The addition of the last test target was more curiosity than anything else.  I wanted to see just how improved was IntMap over Map for integer keys.  The results turned out to be rather surprising:

  Time Memory
  Vector ArrayBuffer IntMap Map Vector ArrayBuffer IntMap Map
Fill Sequential 190.51ms 15.39ms 37.15ms 115.14ms 67.11 MB 3.93 MB 22.29 MB 12 MB
Fill Random 392.98ms 2028.43ms 128.35ms 103.3ms 64.97 MB 513.59 MB 39.89 MB 10.94 MB
Read Sequential 28.01ms 3.83ms 23.21ms 35.24ms 6.67 MB 0.02 KB 0.02 KB 3.37 MB
Read Random 92.8ms 11.14ms 54.81ms 63.8ms 8.01 MB 0.02 KB 0.02 KB 2.01 MB
Reverse 0.02ms 0.01ms - - 0.09 KB 0.04 KB - -
Compute Length 0.01ms 0.01ms 5.11ms 0.3ms 0.02 KB 0.02 KB 0.02 KB 2.23 MB

As you can see, IntMap triumphed over the other immutable data structures (including Vector) at just about every turn.  To understand why this is surprising, we need to spend a little time examining the theoretical properties of the two primary implementations: IntMap and Vector.

Patricia Tries

I already spent a fair bit of time explaining the concept of partitioned tries in the previous article, so I’m not going to reiterate all of that information here.  In a nutshell, the implementation of Vector is based upon the concept of a trie with an extremely high branching factor where the path to each node encodes its index.  Unlike List, the data structure is not fully persistent, meaning that some data copying must take place upon insert.  Specifically, a new array of branches must be allocated for the specific parent node of the inserted value and so on recursively on to the root.  The advantage to this partially-persistent implementation is that we can take advantage of the constant access time afforded by the use of arrays under the surface.  The unfortunate truth is that fully persistent data structures do not offer constant access time (at least, none that I know of), and thus are generally unsuitable for implementing random-access vectors.

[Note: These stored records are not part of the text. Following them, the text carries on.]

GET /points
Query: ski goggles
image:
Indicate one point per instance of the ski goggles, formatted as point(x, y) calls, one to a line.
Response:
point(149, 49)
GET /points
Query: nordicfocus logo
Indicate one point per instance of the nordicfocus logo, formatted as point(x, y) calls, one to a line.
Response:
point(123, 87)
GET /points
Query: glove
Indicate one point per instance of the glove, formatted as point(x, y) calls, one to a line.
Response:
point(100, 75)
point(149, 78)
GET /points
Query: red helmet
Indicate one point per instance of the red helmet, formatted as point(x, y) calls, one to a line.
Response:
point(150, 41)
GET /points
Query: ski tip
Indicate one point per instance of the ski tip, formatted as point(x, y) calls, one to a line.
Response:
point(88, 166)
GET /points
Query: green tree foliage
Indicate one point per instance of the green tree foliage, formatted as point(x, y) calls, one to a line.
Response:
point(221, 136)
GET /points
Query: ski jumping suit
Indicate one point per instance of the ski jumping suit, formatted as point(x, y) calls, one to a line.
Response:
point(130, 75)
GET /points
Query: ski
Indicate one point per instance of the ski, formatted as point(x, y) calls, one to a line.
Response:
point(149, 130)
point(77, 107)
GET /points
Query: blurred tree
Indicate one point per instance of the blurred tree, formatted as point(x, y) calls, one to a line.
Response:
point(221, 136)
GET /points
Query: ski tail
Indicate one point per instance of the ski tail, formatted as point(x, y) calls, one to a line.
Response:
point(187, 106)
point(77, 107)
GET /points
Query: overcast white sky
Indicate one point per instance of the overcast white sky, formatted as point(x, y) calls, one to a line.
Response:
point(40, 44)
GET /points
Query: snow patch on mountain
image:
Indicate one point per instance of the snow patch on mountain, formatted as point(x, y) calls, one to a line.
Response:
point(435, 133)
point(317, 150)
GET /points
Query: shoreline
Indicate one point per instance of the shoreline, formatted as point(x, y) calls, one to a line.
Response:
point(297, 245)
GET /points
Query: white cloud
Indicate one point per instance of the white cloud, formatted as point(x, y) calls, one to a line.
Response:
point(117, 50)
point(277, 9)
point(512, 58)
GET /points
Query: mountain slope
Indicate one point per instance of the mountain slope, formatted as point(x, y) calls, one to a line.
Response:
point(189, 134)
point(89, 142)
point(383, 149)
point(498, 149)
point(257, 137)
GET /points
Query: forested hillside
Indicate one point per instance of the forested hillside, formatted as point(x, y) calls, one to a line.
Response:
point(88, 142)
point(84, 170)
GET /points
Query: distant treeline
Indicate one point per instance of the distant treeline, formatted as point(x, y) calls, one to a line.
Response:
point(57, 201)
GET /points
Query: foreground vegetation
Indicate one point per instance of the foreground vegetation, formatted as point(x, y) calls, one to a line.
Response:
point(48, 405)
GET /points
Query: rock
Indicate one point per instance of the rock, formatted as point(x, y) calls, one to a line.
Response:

The idea for this implementation comes originally from Phil Bagwell (interestingly enough, a researcher at LAMP, Martin Odersky’s research department at EPFL) in a paper entitled "Ideal Hash Trees".  His original concept though was for a more efficient hash table data structure, not necessarily with immutability as a requirement.  This concept was then adapted by Rich Hickey for his language, Clojure.  Finally, I expanded upon Clojure’s persistent vectors somewhat by changing their trie distribution from little- to big-endian and wrote up the result in Scala.  There are some other minor differences between Hickey’s design and my own, but the data structures are essentially identical.

Like my Vector implementation, the idea for IntMap began its life as a research paper, this time by Chris Okaski and Andrew Gill.  This paper is quite an interesting read if you’ve got a spare afternoon, although it does make use of SML rather than Scala as a base language.  In summary, the idea was to create an efficient, persistent map structure for integer keys.  Superficially, this sounds quite similar to Hickey’s modification of Bagwell’s concept, but there are many important distinctions below the surface.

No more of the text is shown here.